Morgan Stanley has reached $2.6bn settlement with US Department of Justice

Morgan Stanley drew a line under claims that it mis-sold mortgage-backed securities in the run-up to the financial crisis, as the bank has reached a $2.6 billion settlement with the US Department of Justice.
The investment bank had been among six big banks charged with mis-selling by the Department of Justice. JPMorgan Chase was the first to settle, for $13bn in November 2013, since it inherited large mortgage origination and securitisation
businesses through its acquisitions of Washington Mutual and Bear
Stearns, respectively.
Then, last summer Citigroup paid $7bn to resolve its case, wiping out almost all of its second-quarter profits, followed by Bank of America, whose penalty of $17bn reflected the huge exposures it assumed in the takeovers of Countrywide and Merrill Lynch.

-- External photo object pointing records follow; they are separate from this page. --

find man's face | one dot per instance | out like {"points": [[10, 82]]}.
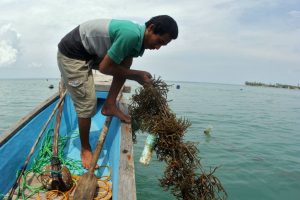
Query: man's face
{"points": [[155, 41]]}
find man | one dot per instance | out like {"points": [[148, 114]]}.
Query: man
{"points": [[108, 45]]}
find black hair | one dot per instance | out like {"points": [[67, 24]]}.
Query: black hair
{"points": [[163, 24]]}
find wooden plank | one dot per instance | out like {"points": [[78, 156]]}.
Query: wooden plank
{"points": [[127, 188], [4, 137]]}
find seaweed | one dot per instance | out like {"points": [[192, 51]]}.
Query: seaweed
{"points": [[184, 174]]}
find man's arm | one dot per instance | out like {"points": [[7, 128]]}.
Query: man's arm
{"points": [[109, 67]]}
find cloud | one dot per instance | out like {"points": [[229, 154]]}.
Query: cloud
{"points": [[35, 65], [9, 43]]}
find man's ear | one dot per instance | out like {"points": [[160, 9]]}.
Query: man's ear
{"points": [[151, 28]]}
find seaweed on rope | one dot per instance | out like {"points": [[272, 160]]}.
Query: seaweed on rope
{"points": [[184, 174]]}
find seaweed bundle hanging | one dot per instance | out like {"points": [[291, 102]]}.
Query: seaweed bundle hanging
{"points": [[183, 175]]}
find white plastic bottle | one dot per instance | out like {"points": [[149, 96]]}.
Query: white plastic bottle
{"points": [[148, 149]]}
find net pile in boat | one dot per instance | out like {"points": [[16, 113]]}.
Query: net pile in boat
{"points": [[183, 175]]}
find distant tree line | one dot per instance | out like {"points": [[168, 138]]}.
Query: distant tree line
{"points": [[277, 85]]}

Wednesday’s settlement brings the total mortgage-related penalties wrung out of the big banks by the DoJ to about $40bn, says the Financial Times.
Last
August Goldman Sachs paid $1.2bn to resolve a related action from a different US
government agency, the Federal Housing Finance Agency. It said the body
had sold $11.1bn of MBS to Fannie Mae and Freddie Mac, the state-backed mortgage finance agencies.
The settlement between Morgan
Stanley and DoJ that it is taking an additional charge of
$2.8bn for legal reserves related to mortgage cases, cutting its
net income from last year by $2.7bn, or $1.35 per share, according to a filing with the
Securities and Exchange Commission on Wednesday. As the Financial Times reports, the DoJ has used the proceeds of previous settlements for consumer relief,
in the form of modifications of existing mortgages or refinancing.
Since Morgan Stanley is an investment bank, it cannot easily assist cash-strapped homeowners, thus its settlement may end up financing new construction.